[…continued from last post]
Next came an even deeper dive into Brazillian Jazz with “Skipscada.” The trilling whistles did not let up throughout the song. In fact, they only intensified as the scatting vocal and the percolating rhythms built up to a climactic peak. Ultimately sounding like something Yello might have done around that time – without synthesizers. Leaving us wanting more.
Playful piano made an appearance on “Day One.” Where Martha Tilson’s vocals strongly resembled the horn parts to be featured later in the song. The nimble Funk of the scanty piano and bass lines got able assistance from the wah-wah rhythm guitar. Chimes from the percussion drifted through the stereo spectrum; emphasizing Funk that was based on a heretofore atypical airiness. The middle eight flirted with atonality even as the horns came into the mix and asserted their dominance. The almost subliminal distorted vocal soundbites [some vocoded] then piled on as the track devolved into chaos.
“Rub Down” was all about the bass and clavinet until the skittering drums announced that this one was all about the Jazz. As if the whispered interjections of “jazzzzzzzzz” didn’t make painfully clear. Tilson’s vocals were just as staccato as the horns were here. The vocal elements of this album were pared down to the bone and the horns seemed to be locked into a dialogue with Ms. Tilson. Just another element in the mix to punctuate it all.
The sound of night time cicadas and crickets heralded “Rialto” as thunder rolled out in the intro. Queasy guitar lines keened throughout the song like nocturnal animals, but the bass managed to lock some discipline down for the song. The bleary horns adding anxiety along the way. Their long, sustained notes floating through the swampy environment of the song. And it ended as it began, with thunder and insects.
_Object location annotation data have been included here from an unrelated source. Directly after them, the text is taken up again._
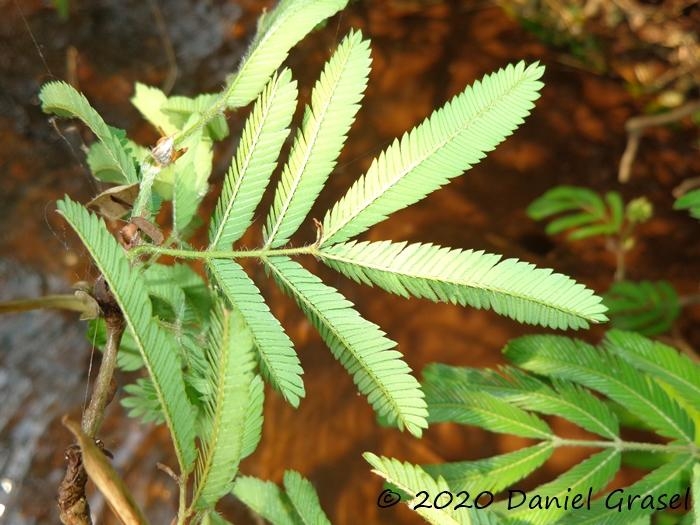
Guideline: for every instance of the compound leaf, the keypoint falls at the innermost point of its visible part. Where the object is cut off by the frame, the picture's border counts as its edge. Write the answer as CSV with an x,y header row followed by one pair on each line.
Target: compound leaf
x,y
231,363
649,308
63,100
334,104
279,363
256,158
156,346
446,144
510,287
304,499
604,372
378,370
The concluding “Below The Canal” deftly jumped along a complex rhythm pattern and the completely vocoded vocals were rendered completely abstract in ways that every vocal on the album had threatened to do up until this point. Unsettling dub effects had muted trumpet notes shooting brightly through them. And then it all suddenly evaporated on a few drumbeats.
What I loved about this album was the sound blended Tropicalia and Jazz with some of the most astringent Post-Punk vibe around for a massive dose of cognitive dissonance. Superficially appealing to the Dionysian while ultimately failing to deliver strongly on that promise. The sound was dominated by the bass playing of Jez Kerr who never failed to provide a strong foundation for a groove even as the melodic instrument preferred to react against the beat.
The bass pulse to “Lucinda” was a monster here. It was the one instance of the band getting behind the obvious and capitulating, but to their credit, it’s their unwillingness to play the game that draws me further in. In that sense, the band were peers of Scott Walker. Another artist who took the difficult path when offered the choice. Their embrace of atmospheric soundscapes to couch their sound in marked them as radical outliers to Jazzfunk in a field where most of the main players, though engaging, all kowtowed to an orthodoxy alien to this band.
I really must get the ACR – BOX that I wrote about a few years ago while the getting is still affordable. It’s got the 12″ remix of “Knife Slits Water” that expanded from the seven minute LP cut to an impressive 9:47. and a generous complement of rarities and unreleased material that won’t ever lose luster as I begin building up a substantially larger ACR collection!